Zíndira se interrumpió.

—¿Sucede algo, capitana?

—No, majestad. Sólo trato de ordenar los hechos en mi cabeza para contártelos mejor. Lo que sucedió luego fue un caos. El ruido del que te había hablado sonaba cada vez más fuerte. De pronto, por el pozo brotó agua.

—Suele ocurrir con los pozos —dijo la reina, y durante un rato se rió de su propia ocurrencia. Por supuesto, la visir y las guardias acompañaron sus carcajadas. Zíndira también lo hizo, aunque no con la convicción que debería demostrar una súbdita leal.

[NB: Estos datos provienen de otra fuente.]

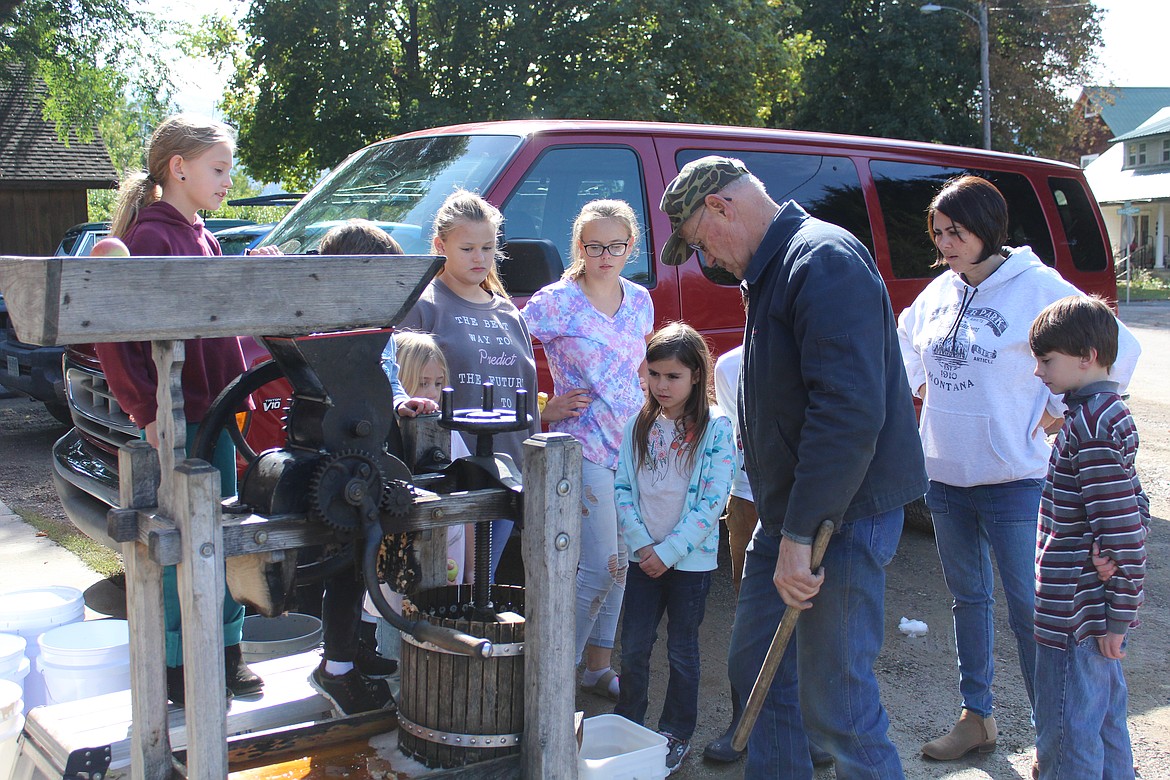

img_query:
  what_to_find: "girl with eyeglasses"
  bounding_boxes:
[521,200,654,700]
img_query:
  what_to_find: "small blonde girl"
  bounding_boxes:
[401,189,538,578]
[394,331,475,585]
[95,113,263,704]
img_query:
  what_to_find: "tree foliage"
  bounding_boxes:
[210,0,818,185]
[0,0,168,141]
[777,0,1101,157]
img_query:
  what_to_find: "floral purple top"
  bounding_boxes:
[521,278,654,469]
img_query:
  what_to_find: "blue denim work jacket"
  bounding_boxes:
[739,201,928,544]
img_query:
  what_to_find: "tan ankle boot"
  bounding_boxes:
[922,710,999,761]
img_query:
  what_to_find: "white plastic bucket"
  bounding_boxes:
[0,585,85,712]
[0,712,25,779]
[36,620,130,668]
[0,678,27,779]
[240,612,322,663]
[577,715,667,780]
[0,656,33,687]
[36,658,130,704]
[0,679,23,725]
[0,634,28,677]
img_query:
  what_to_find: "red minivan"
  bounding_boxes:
[54,120,1116,538]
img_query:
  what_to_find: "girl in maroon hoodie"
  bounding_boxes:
[96,115,274,704]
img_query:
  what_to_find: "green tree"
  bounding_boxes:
[0,0,168,141]
[776,0,1101,156]
[204,0,818,185]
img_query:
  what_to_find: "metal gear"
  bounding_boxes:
[379,479,414,517]
[309,450,383,532]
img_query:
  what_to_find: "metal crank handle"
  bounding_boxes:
[362,523,491,658]
[411,620,491,658]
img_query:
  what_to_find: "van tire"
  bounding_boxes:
[902,498,935,536]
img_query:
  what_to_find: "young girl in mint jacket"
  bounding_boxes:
[614,323,736,772]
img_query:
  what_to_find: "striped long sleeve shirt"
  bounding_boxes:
[1035,382,1150,648]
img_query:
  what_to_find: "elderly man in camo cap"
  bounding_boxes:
[661,157,927,778]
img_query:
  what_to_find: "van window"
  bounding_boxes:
[503,146,654,287]
[676,149,874,273]
[263,136,521,255]
[1048,177,1112,271]
[869,160,1055,278]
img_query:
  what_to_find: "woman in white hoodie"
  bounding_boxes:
[899,175,1141,760]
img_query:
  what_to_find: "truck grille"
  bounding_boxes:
[66,359,138,450]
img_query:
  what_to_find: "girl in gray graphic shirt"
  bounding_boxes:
[401,189,539,578]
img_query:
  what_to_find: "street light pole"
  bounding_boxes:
[918,0,991,149]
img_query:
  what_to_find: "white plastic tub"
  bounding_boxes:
[0,634,28,677]
[0,585,85,712]
[0,678,27,779]
[36,658,130,704]
[577,715,667,780]
[37,620,130,668]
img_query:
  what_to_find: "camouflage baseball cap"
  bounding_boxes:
[660,154,749,265]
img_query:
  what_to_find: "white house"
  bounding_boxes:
[1085,105,1170,268]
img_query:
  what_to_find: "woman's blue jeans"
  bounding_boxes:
[576,460,629,663]
[720,509,903,780]
[613,562,711,739]
[927,479,1042,718]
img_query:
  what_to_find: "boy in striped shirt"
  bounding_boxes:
[1030,296,1150,780]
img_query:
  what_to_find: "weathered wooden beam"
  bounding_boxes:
[521,433,581,780]
[0,255,443,346]
[171,461,227,780]
[118,440,171,780]
[174,710,398,772]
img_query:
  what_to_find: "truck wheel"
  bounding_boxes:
[902,498,935,536]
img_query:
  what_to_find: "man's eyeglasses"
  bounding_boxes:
[581,241,629,257]
[687,195,731,255]
[687,203,707,254]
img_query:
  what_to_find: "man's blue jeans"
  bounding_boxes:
[720,509,903,780]
[927,479,1042,718]
[1035,636,1134,780]
[613,562,711,739]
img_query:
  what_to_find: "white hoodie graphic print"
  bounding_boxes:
[897,247,1141,488]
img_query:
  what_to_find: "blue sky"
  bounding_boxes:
[164,0,1170,115]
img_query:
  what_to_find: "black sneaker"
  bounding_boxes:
[223,644,264,696]
[659,731,690,774]
[309,660,393,716]
[353,644,398,677]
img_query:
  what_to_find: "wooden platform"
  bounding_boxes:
[14,650,332,779]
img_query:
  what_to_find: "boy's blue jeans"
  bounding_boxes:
[1035,636,1134,780]
[613,562,711,739]
[730,508,903,780]
[927,479,1042,718]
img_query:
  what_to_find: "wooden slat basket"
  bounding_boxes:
[398,585,524,768]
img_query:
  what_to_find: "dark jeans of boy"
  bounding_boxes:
[1034,636,1134,780]
[321,567,365,662]
[613,562,711,739]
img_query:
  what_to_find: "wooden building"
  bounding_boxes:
[0,70,118,255]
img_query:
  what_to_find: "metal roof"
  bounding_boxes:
[1114,107,1170,141]
[0,70,118,189]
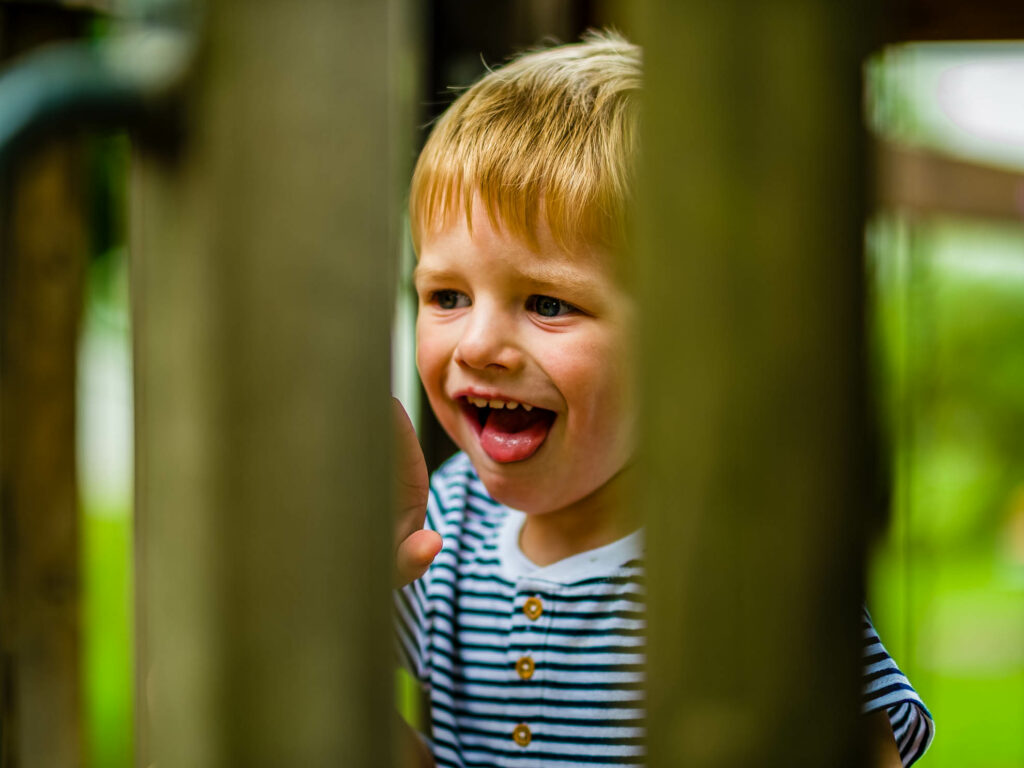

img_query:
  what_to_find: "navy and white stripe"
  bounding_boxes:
[395,454,932,768]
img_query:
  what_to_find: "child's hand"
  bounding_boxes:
[391,397,441,587]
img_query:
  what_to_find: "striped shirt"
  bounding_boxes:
[395,454,933,768]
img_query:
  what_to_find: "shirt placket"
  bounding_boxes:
[507,579,554,766]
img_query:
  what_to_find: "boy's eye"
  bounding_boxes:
[526,296,580,317]
[430,289,469,309]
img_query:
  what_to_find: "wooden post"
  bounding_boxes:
[0,2,88,768]
[635,0,881,768]
[132,0,399,768]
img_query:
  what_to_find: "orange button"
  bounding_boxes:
[522,597,544,622]
[515,656,536,680]
[512,723,534,746]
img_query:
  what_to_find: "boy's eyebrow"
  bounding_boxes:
[413,264,595,292]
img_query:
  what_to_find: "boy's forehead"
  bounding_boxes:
[414,211,610,287]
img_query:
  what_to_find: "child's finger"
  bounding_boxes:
[391,397,430,543]
[394,530,441,587]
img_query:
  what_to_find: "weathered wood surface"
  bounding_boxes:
[0,4,88,768]
[132,0,399,768]
[634,0,880,768]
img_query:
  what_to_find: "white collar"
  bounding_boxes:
[498,509,643,585]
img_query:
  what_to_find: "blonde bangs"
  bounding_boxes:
[410,33,640,256]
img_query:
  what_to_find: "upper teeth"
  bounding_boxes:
[466,395,534,411]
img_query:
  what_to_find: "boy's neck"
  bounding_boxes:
[519,470,641,567]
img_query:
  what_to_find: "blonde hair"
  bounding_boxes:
[409,32,641,256]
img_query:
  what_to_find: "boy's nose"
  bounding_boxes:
[455,307,522,371]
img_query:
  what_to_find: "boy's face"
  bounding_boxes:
[416,201,633,513]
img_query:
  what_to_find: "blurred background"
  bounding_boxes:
[0,0,1024,768]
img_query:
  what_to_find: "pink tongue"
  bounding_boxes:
[480,408,553,464]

—Sí, majestad. Pero es que las dimensiones de ese pozo no eran normales. Medía más de cien metros de ancho, así que cuando empezó a salir agua fue impresionante. Los surtidores de espuma saltaban por encima de los árboles más altos y rugían como una tempestad. El agua se esparció en todas direcciones, formando olas que arrastraron los barracones y la empalizada y lo inundaron todo. Ahora el valle donde estaba el campamento se ha convertido en un lago de tamaño considerable.

—¿Qué más pasó? ¿Qué tiene que ver lo sucedido con esos animales? —dijo la reina, señalando a los prisioneros.

La hembra morena, que miraba al suelo sin tener la cabeza lo bastante agachada, hizo un rictus al oír la palabra «animales». De modo que era cierto que entendía el idioma de las Atagairas. Otro hecho singular.